Closed vsingal-p closed 1 year ago
Is it possible to provide an example of how you are making the webclient call?
Also, I am curious if the following option improves the situation:
-Ddd.integration.reactor-hooks.enabled=true
I am uploading a sample project - https://github.com/vsingal-p/dd-java-agent-webclient-issue-demo
Here are the jvm args
-javaagent:dd-java-agent.jar -Ddd.propagation.style.inject=B3 -Ddd.propagation.style.extract=B3 -Ddd.integration.reactor-hooks.enabled=true
Here's the request I make
curl --location --request GET 'http://localhost:8080/demo' \
--header 'x-b3-traceid: 3469035142037265' \
--header 'x-b3-spanid: 803698824837'
I am facing 2 issues -
dd.trace_id
and dd.span_id
The first issue is because b3 IDs need to be 16 characters[^1] hex encoded. The equivalents of what you posted above are: 000C5311AF5ABF11
, 000000BB202ED685
We will have to look into the second
[^1]: Trace ID can be either 16 or 32
Okay, thanks. I was skeptical but couldn't find any sample
Here's the project - https://github.com/vsingal-p/dd-java-agent-webclient-issue-demo ~For some reason I cannot edit my previous comment~ Updated original as well
The hex strings worked (partially). Using them I am able to get same dd.trace_id
in all calls made to server. However I get different dd.span_id
for each call. Is that expected? Shouldn't it use x-b3-spanid
?
Good catch, x-b3-span ID in our implementation is used as the parent ID for the server span
Any reason we don't support all 3 headers in dd-java-agent?
x-b3-traceid
x-b3-spanid
x-b3-parentspanid
We don't support the zipkin shared spans concept, in zipkin the "transport" span is shared by the client and server, which is why spanid and parent are needed so that the server side copy of the span knows it's parent. Since we don't share spans, we only need the span ID from the client side and use that as the server side parent ID.

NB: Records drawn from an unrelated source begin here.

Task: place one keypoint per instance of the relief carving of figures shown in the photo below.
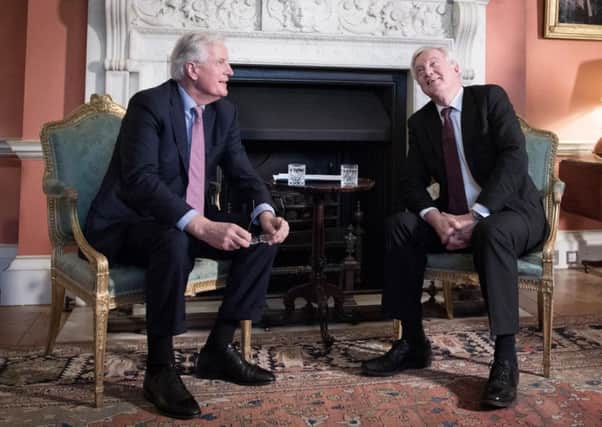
(196, 14)
(300, 15)
(407, 18)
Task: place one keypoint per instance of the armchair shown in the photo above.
(77, 151)
(536, 269)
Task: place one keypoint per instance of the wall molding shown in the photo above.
(129, 41)
(5, 149)
(26, 148)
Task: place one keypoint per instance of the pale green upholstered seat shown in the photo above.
(536, 270)
(77, 151)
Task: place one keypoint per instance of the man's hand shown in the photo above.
(463, 227)
(443, 224)
(221, 235)
(275, 228)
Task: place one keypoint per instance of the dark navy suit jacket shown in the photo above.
(494, 146)
(148, 173)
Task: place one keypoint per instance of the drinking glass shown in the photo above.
(296, 174)
(349, 175)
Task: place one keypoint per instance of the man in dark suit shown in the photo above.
(469, 141)
(150, 211)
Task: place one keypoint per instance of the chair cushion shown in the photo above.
(128, 280)
(529, 265)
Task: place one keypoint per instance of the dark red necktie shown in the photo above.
(456, 196)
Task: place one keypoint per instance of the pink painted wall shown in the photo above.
(505, 61)
(10, 184)
(554, 84)
(12, 50)
(49, 79)
(551, 82)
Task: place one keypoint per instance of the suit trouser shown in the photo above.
(497, 242)
(168, 256)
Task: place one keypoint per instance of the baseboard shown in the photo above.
(573, 246)
(26, 281)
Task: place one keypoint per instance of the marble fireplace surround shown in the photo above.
(129, 41)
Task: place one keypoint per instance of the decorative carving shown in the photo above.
(196, 14)
(466, 25)
(395, 17)
(300, 15)
(351, 33)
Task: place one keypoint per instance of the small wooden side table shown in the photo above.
(318, 290)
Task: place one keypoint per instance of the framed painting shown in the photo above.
(573, 19)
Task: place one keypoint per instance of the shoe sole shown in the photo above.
(218, 376)
(496, 404)
(405, 367)
(150, 399)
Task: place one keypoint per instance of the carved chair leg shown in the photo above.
(245, 338)
(540, 309)
(548, 314)
(58, 296)
(101, 315)
(397, 329)
(448, 298)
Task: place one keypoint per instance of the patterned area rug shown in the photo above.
(322, 388)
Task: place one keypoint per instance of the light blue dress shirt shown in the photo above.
(188, 105)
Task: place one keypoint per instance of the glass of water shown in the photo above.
(296, 174)
(349, 175)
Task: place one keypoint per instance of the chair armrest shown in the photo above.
(57, 190)
(558, 189)
(553, 200)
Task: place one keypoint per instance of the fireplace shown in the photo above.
(325, 117)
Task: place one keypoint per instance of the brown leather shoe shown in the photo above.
(167, 392)
(400, 357)
(229, 365)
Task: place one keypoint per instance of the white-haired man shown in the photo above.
(469, 140)
(151, 211)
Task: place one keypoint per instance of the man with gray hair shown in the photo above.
(468, 140)
(150, 211)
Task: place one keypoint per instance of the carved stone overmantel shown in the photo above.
(129, 41)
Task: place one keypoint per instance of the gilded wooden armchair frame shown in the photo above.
(542, 284)
(67, 238)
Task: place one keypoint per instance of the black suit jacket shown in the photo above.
(494, 146)
(148, 173)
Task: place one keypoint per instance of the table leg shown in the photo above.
(587, 264)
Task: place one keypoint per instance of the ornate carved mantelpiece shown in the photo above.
(129, 41)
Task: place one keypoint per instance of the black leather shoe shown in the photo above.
(500, 391)
(167, 392)
(401, 356)
(229, 365)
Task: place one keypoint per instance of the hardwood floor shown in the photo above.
(576, 293)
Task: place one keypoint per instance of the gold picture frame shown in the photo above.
(573, 19)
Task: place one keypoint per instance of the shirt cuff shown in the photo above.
(183, 222)
(424, 211)
(481, 210)
(262, 207)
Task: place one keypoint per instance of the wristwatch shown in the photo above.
(477, 216)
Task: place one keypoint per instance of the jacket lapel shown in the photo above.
(179, 125)
(209, 127)
(434, 127)
(469, 126)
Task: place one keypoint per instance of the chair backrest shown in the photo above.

Gotcha! Makes sense. I was just getting easy with sleuth+brave, so found this change in datadog a bit weird.
Summarising the issues till now -
You can configure sleuth the have the same behavior by using spring.sleuth.supports-join=false
in case you need to run in a mixed environment
Sorry for barging in heavy, but facing one more 😓
When I make 2 webclient calls one after the other, dd.span_id
changes in MDC. span_id
for a server call should not change throughout the call I guess.
2022-02-07 22:05:14,063 thread=[reactor-http-nio-4] level=INFO logger=WebClientApi dd.trace_id=3469035142037265, dd.service=com.example.demo.DdJavaAgentWebclientDemoApplicationKt, dd.span_id=8160433720268064940
GET:
URL:https://google.com:
Headers:[]
Attributes:{org.springframework.web.reactive.function.client.WebClient.uriTemplate=https://google.com, org.springframework.web.reactive.function.client.ClientRequest.LOG_ID=ccedc68}
-2022-02-07 22:05:15,958 thread=[reactor-http-nio-4] level=INFO logger=WebClientApi dd.trace_id=3469035142037265, dd.service=com.example.demo.DdJavaAgentWebclientDemoApplicationKt, dd.span_id=8449475067196755785
GET:
URL:https://google.com:
Headers:[]
Attributes:{org.springframework.web.reactive.function.client.WebClient.uriTemplate=https://google.com, org.springframework.web.reactive.function.client.ClientRequest.LOG_ID=30bfd31d}
Ah, OK. I see now what you are seeing. The reason there aren't headers in the webflux request object is that we add them in the netty instrumentation. If you send the request to https://httpbin.org/get
and print the response you should see headers in the payload that was sent
I see. Interesting! I have been scratching my head around this till now 😲 So the main concern for which this issue was raised is working fine 👍
Remaining open concerns -
dd.span_id
in MDC changing after multiple webclient calls~Also is there any way we can see the spanId for the client call being made in logs?~ (DD does not share parent-child span so no span_id is generated for client call)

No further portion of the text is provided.